This is the bed in my van. It is really soft since I put all the batting I had under the blankets. A perfect way to store them until I need them for quilts.
So I have been praying and seeking the Lord concerning my upcoming journey. I know why I missed the call in April and I want to make sure that I don't miss anything again.
Yesterday I was reading Isaiah. Every time I thought about "where" the Lord will be sending me, I said to myself, it doesnt matter where, just that I go, that I obey. So as I was reading, Isaiah 7:8 jumped out at me. Damascus is mentioned twice. As we know, if it is stated twice it is established. I might not have thought much about it except that there is a town called Damascus about 40 minutes drive from here.

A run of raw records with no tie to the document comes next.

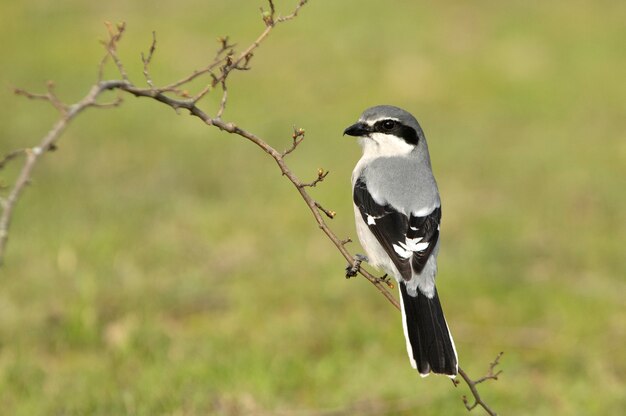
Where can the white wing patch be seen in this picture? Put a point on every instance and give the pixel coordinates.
(410, 246)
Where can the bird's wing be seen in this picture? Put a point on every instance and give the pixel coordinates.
(409, 241)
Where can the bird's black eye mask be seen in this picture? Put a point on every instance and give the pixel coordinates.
(394, 127)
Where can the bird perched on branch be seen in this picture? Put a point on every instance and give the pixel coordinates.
(398, 211)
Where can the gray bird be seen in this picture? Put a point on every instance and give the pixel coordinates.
(397, 211)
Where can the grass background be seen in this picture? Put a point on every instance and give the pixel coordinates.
(160, 267)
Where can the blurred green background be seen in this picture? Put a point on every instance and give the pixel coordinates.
(159, 267)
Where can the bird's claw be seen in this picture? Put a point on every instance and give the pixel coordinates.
(385, 279)
(353, 269)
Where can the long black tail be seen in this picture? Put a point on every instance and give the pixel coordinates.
(429, 343)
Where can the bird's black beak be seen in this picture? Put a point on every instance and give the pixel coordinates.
(358, 129)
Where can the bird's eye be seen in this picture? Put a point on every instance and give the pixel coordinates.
(388, 124)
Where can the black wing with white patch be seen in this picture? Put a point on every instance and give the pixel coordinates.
(409, 241)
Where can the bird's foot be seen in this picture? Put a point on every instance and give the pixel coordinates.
(353, 269)
(386, 280)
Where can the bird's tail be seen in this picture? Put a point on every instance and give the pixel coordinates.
(428, 340)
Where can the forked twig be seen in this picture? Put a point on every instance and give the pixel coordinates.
(227, 61)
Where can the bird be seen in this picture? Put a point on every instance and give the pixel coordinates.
(397, 212)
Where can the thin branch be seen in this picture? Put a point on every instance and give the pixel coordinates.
(297, 137)
(10, 156)
(227, 61)
(321, 175)
(478, 401)
(147, 60)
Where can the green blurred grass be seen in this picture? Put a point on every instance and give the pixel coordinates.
(159, 267)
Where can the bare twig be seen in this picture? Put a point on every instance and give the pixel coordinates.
(321, 175)
(147, 59)
(227, 61)
(478, 401)
(297, 138)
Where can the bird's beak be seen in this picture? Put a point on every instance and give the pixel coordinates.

Today, I picked up Isaiah again and the first verse I read was Isaiah 17:1. Damascus again was stated twice. To me, that is doubly established.
I am unpeaceful about staying here at my parents for any longer than I need to. I gave my word to my boss that I will work until the 15th. Originally I was going to stay here until the 20th to get my check and pay my sister the $55 towards the bridesmaid dress. But the more I think about it, the more I believe I should leave on the morning of the 16th. Damascus is not so far away that I can't swing back by my work after the 20th sometime and pick up the check and then mail my sister the money. I feel like I'm already 4 months late leaving, I should not waste any more time here and give the adversary some sort of hold on me again.
that means, I'll be leaving a week from now.